There were hours when Taylor Rehmeyer couldn't move. She lay on her back, pinned to a hospital table in the Roberts Proton Therapy Center in Philadelphia. A plastic mesh face mask immobilized her head and dug into her flesh as she waited to receive an emerging high-tech cancer treatment that would target the tumor in her brain.

Whether it worked won't be known for months. But what Taylor and her mother do know is that the cutting-edge treatment provides her the best hope for recovery.

Staff members gave her pain medication and did their best to keep her spirits up, sometimes to little effect.

"It was physically painful. The mask would literally push my face down," the Winlock middle-schooler said last week.

Her neck and head ached under the pressure of the mask, which was bolted to the table. She grew restless as the beam slowly burned exposed skin over her ear, where her hair had fallen out.

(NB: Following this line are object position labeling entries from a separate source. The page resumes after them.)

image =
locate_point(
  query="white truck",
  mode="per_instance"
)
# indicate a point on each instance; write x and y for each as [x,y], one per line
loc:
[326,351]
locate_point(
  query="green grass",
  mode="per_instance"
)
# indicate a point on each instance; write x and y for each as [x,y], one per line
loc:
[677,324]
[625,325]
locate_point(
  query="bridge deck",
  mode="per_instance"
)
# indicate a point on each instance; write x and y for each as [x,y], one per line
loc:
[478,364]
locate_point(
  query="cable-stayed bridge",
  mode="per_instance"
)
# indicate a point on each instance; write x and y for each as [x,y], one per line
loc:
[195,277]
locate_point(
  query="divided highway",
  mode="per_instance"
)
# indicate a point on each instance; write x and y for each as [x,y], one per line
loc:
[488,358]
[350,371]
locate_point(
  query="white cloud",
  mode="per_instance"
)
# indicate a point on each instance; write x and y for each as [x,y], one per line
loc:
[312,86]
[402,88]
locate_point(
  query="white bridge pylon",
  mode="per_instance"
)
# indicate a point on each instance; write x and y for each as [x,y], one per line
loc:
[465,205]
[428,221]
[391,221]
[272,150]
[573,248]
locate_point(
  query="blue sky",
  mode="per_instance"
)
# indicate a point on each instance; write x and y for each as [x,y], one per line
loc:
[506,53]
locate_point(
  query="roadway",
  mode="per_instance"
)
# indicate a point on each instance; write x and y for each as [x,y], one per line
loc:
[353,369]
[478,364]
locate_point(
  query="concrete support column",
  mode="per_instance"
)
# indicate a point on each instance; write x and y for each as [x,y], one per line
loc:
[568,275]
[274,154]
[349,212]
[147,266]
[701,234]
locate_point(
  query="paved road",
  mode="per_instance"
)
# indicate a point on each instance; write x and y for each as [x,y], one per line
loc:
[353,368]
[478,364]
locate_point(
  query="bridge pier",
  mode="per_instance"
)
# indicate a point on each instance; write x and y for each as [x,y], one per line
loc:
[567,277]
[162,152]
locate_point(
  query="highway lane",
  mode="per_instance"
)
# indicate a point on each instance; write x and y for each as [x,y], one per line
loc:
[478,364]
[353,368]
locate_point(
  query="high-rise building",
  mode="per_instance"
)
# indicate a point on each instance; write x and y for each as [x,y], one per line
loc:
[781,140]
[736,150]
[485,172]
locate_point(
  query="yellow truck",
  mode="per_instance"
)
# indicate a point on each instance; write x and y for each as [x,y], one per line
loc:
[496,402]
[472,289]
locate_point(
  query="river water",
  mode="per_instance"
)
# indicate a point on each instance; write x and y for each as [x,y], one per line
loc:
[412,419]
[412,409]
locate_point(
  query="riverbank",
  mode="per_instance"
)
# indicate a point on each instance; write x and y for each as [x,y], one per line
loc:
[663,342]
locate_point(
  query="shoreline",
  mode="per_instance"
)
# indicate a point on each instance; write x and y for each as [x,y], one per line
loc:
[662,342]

"She came out looking like net woman," said her mother, Karen Owen.

Taylor, 13, also is a pioneer. Earlier this summer, she became Roberts' first patient with a ganglioglioma — a rare form of brain tumor — to undergo proton beam therapy. The procedure shoots a precise beam of protons at cancer cells, sparing surrounding tissue from the lethal effects of X-ray radiation.

The 10-week regimen of weekly treatment inside the "gantry" — the sealed tunnel where the powerful rays worked away at her tumor — were hard to endure. But Taylor, her family and doctors believe it may be the only way to finally beat a tumor in her left temporal lobe when it appeared a third time.

Symptoms suddenly emerge

During Halloween 2005, when she was 6, Taylor suddenly fell out of a rocking chair. She fell into a deep sleep. The next morning, she began vomiting and started having seizures. The seizures became more frequent. She began sleeping erratically, fidgeting and making odd noises. A scan found an unidentified mass in her brain.

Within a few weeks, the diagnosis arrived: Taylor had brain cancer. Surgery to remove the tumor was scheduled.

"We were all really freaked out by all this. Was her brain frying while all this was going on? We don't know," Owen recalled.

The "resection" surgery removed a tumor the size of a golf ball along with some surrounding brain tissue. When she woke from the operation screaming, her family was glad she could still walk, talk and see. But before long, they realized she would never be the same again.

"I had this feeling like they were going to cut her head open, and everything that she was, was going to pour out of it. And that's kind of how it was. ... This child looks like Taylor. She walks like Taylor. She talks like Taylor. But this is not the child that went into surgery," Owen said.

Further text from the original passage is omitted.